This section provides background information related to the present disclosure which is not necessarily prior art.
Cooling systems have applicability in a number of different applications where a fluid is to be cooled. The fluid may be a gas, such as air, or a liquid, such as water. Example applications are heating, ventilation, air conditioning (HVAC) systems that are used for cooling spaces where people are present such as in offices and data centers. A data center may refer to a room having a collection of electronic devices, such as computer servers.
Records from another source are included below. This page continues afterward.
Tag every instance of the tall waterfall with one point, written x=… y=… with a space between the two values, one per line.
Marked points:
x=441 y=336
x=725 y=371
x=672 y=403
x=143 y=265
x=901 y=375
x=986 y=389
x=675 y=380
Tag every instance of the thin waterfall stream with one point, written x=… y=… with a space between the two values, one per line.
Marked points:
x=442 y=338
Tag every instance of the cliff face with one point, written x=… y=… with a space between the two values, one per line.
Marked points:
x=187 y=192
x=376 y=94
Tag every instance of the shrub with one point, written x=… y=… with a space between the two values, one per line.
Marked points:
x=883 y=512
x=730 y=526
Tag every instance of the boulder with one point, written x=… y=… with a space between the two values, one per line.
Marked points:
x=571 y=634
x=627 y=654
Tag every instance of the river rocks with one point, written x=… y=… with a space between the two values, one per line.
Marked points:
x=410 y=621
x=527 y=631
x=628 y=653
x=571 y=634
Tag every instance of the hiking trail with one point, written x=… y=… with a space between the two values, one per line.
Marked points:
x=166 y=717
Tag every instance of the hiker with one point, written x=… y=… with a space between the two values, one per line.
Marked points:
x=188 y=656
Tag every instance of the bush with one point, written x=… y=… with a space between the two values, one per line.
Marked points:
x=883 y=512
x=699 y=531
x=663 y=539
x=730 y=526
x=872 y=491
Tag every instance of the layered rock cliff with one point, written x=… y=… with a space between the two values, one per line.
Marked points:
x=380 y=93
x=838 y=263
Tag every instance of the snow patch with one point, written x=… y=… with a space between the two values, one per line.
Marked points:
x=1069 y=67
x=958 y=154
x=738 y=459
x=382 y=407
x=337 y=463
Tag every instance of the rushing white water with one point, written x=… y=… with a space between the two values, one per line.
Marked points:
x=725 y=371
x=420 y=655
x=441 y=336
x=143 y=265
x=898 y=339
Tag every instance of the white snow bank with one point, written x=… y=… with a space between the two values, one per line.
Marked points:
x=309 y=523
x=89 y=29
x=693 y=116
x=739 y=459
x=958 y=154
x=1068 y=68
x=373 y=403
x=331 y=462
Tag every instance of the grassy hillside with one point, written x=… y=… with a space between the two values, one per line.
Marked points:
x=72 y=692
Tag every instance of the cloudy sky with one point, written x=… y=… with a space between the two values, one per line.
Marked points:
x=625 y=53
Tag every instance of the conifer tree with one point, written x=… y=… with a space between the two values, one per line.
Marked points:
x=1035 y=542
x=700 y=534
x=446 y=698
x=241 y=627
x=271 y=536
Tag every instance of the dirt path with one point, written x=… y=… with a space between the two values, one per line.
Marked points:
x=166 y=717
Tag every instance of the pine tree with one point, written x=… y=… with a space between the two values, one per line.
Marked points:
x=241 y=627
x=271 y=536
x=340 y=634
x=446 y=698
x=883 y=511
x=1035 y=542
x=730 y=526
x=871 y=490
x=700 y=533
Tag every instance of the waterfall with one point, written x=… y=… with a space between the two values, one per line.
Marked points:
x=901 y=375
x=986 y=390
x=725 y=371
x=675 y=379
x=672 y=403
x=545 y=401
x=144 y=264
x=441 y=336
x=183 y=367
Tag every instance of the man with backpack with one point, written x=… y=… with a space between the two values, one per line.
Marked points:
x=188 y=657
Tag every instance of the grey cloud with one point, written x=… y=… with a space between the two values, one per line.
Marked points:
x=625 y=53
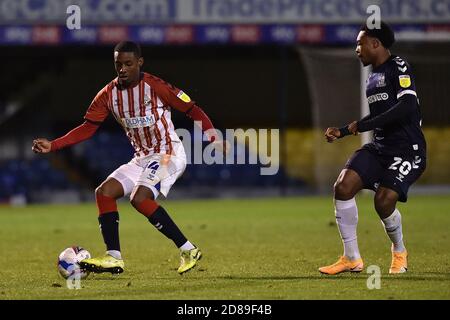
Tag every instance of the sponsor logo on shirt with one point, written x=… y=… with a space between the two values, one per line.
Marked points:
x=378 y=97
x=138 y=122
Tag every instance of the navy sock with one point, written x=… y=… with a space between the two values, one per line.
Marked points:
x=162 y=221
x=109 y=224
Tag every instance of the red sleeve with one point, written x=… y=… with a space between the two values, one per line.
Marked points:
x=98 y=110
x=80 y=133
x=197 y=114
x=180 y=101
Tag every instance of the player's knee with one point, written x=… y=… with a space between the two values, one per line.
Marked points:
x=384 y=203
x=137 y=198
x=343 y=190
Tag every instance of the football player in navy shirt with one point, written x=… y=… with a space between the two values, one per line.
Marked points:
x=395 y=158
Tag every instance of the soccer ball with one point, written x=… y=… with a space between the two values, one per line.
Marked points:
x=68 y=262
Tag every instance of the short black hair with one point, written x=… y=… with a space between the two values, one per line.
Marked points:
x=128 y=46
x=384 y=34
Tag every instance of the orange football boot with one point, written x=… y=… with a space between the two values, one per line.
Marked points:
x=399 y=262
x=343 y=265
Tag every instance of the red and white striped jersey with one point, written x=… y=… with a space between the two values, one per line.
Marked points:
x=143 y=112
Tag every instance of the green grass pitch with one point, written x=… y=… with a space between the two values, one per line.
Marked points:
x=253 y=249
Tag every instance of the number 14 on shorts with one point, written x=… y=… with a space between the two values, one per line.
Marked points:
x=404 y=167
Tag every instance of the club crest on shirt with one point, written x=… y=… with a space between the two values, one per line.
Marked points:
x=381 y=80
x=405 y=81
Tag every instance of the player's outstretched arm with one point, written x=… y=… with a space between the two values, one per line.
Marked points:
x=77 y=135
x=402 y=109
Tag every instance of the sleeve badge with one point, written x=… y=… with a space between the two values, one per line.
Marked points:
x=183 y=96
x=405 y=81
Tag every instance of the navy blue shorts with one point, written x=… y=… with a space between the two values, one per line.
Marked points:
x=397 y=173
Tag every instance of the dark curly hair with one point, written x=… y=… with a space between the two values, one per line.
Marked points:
x=384 y=34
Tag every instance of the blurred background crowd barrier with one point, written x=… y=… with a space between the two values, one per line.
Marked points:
x=276 y=64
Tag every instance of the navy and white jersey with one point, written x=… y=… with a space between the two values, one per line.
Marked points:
x=386 y=86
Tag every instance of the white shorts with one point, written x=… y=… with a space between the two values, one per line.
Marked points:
x=158 y=171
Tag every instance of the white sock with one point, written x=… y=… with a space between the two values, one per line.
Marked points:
x=187 y=246
x=393 y=227
x=347 y=219
x=115 y=254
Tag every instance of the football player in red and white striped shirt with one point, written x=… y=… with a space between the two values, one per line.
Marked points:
x=141 y=103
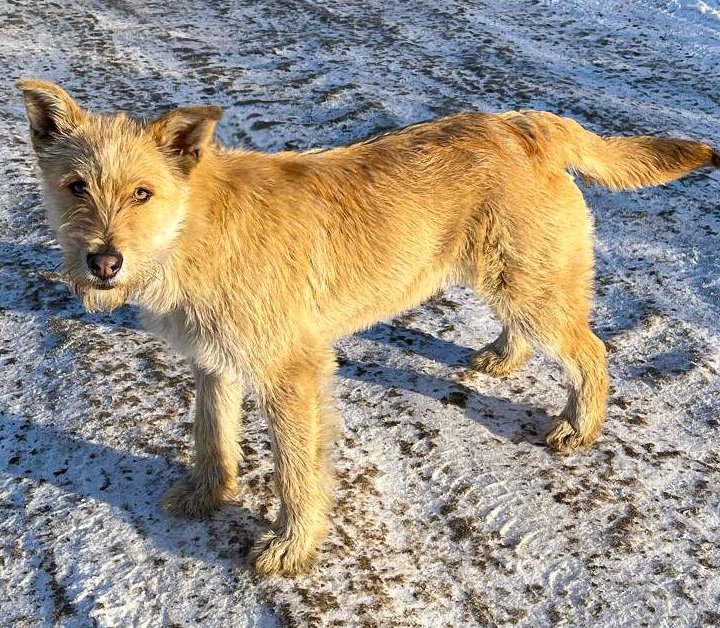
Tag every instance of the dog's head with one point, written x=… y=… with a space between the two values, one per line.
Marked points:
x=115 y=188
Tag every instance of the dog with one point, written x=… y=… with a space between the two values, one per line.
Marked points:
x=253 y=264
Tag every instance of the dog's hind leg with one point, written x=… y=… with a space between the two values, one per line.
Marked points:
x=302 y=421
x=217 y=451
x=507 y=353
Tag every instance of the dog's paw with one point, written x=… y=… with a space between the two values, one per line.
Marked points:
x=282 y=555
x=490 y=362
x=564 y=438
x=185 y=499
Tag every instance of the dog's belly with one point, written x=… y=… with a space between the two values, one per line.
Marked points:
x=378 y=301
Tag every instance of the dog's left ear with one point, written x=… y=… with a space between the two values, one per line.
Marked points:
x=185 y=132
x=51 y=111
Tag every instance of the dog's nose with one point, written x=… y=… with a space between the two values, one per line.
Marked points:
x=104 y=265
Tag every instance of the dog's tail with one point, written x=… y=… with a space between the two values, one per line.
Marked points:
x=621 y=163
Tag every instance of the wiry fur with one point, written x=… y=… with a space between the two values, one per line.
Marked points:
x=252 y=264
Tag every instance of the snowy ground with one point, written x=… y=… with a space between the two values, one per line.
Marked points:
x=450 y=511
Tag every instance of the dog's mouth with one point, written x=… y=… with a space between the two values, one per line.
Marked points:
x=103 y=285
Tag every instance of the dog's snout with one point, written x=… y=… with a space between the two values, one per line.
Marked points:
x=104 y=265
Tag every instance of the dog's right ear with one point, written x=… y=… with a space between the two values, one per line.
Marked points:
x=50 y=110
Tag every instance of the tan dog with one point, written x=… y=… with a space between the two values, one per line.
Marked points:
x=252 y=264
In FIG. 1, an air conditioner 50 that may be used in, for example, a computer room is shown. The air conditioner 50 includes a cooling circuit 51 and a cabinet 52. The cooling circuit 51 is disposed in the cabinet 52 and includes an evaporator 54, an air moving device 56, a compressor 58, a condenser 60, and an expansion valve 62. The evaporator 54, compressor 58, condenser 60 and expansion valve 62 are connected in a closed loop in which a cooling fluid (e.g., phase change refrigerant) circulates. The evaporator 54 may include a V-coil assembly with multiple cooling slabs to provide increased cooling capacity. The evaporator 54 receives the cooling fluid and cools air passing through openings in evaporator 54. The air moving device 56 (e.g., a fan or squirrel cage blower) draws the air from an inlet (not shown) in the cabinet 52 and through the evaporator 54. The cooled air is directed from the evaporator 54 and out of a plenum 64 in the cabinet 52.
The compressor 58 circulates the cooling fluid through the condenser 60, the expansion valve 62, the evaporator 54 and back to the compressor 58. The compressor 58 may be, for example, a scroll compressor. A scroll compressor may be a fixed speed, digital, or variable speed compressor. A scroll compressor typically includes two offset spiral disks. The first spiral disk is a stationary disk or scroll. The second spiral disk is an orbiting scroll. The cooling fluid is received at an inlet of the scroll compressor, trapped between the offset spiral disks, compressed, and discharged at a center (or outlet) towards the condenser 60. The condenser 60 may be a micro-channel condenser that cools the cooling fluid received from the compressor 58. The expansion valve 62 may be an electronic expansion valve and may expand the cooling fluid out of the condenser 60 from, for example, a liquid to a vapor.
A position of the expansion valve 62 (or opening percentage of the expansion valve) may be adjusted to control a suction superheat value of the compressor 58. The suction superheat value of the compressor is equal to a compressor suction temperature minus a compressor saturated suction temperature. A compressor suction pressure may be used to determine the compressor saturated suction temperature. The compressor suction temperature and the compressor suction pressure may be determined based on signals from corresponding sensors connected between the evaporator 54 and the compressor 58. The superheat value refers to an amount that a temperature of a cooling fluid, in a gas state, is heated above the compressor saturated suction temperature.
The superheat value can be used to modulate (or adjust) position of the expansion valve 62. Position (or opening percentage) control of the expansion valve 62 may be performed by a proportional, integral, derivative (PID) control module. The PID control module controls the superheat value to match a constant predetermined superheat setpoint. This ensures compressor reliability and improves compressor efficiency.